With the recent release of The Rise of Skywalker, Star Wars builds have been multiplying faster than Star Wars spin-offs and sequels. For me, none of the sequels/prequels/spin-offs comes close to the magic that is the original trilogy, though I am always happy to see more of the galaxy far, far away; yet the builds inspired by it all are getting better and better. Take this microscale build of Jabba the Hutt’s sail barge from The Return of the Jedi by Okay Yaramanoglu. It captures all of the essential details, from the sarlacc to the bantha and the smaller skiffs, all within a 16×16 stud footprint. Some true fans may object to the beak on the sarlacc, but it is still well done. Perhaps we can edit it out later, when the special edition is released.
The rowboat is an inspired touch for the sail barge, recreating the hull shape so effectively I am shocked to have never seen it done before (or perhaps I’ve just been living under a Krayt dragon skeleton for too long, and it has been done before). The red sails could use some dust or sand on them, since everything on Tatooine is dusty and sandy, but the simple pieces imitate the shape perfectly for this scale. The old Technic toothed plates give some clever connections for the skiffs, and the hair for the bantha is amazing. All in all, I think this is a great Pit of Carkoon.

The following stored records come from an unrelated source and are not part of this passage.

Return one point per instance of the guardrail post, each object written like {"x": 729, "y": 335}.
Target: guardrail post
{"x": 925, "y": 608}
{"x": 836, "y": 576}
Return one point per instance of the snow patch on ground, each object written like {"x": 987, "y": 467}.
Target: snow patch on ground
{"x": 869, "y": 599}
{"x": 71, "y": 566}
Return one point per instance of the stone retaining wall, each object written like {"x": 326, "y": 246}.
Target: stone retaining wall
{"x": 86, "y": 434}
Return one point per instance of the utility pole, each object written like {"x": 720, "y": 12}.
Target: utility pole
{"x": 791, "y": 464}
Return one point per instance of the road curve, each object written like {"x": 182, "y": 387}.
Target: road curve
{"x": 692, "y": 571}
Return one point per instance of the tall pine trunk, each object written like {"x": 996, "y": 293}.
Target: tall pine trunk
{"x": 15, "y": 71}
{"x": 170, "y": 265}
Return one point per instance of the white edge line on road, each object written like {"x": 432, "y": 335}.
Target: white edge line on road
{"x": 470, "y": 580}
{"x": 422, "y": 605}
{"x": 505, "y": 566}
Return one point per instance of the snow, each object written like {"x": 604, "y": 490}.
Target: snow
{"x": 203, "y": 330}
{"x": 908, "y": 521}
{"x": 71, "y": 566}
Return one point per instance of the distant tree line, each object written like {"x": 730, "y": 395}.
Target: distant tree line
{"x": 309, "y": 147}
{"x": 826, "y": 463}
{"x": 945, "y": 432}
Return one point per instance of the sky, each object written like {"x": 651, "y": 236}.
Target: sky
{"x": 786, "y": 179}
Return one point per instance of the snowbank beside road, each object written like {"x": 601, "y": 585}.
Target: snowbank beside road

They say the clothes make the man…and sometimes, the hat makes the Hutt. This microscale LEGO model of Jabba the Hutt’s throne room by Grantmasters was inspired by the dark green bandana element and a rainbow of tiny statuette minifigures. Among them is a Dementor from the microscale Hogwarts set used to depict Luke Skywalker as he attempts to mind-trick the slimy crime lord. My second favorite part use, after Jabba himself, is the Niffler figure.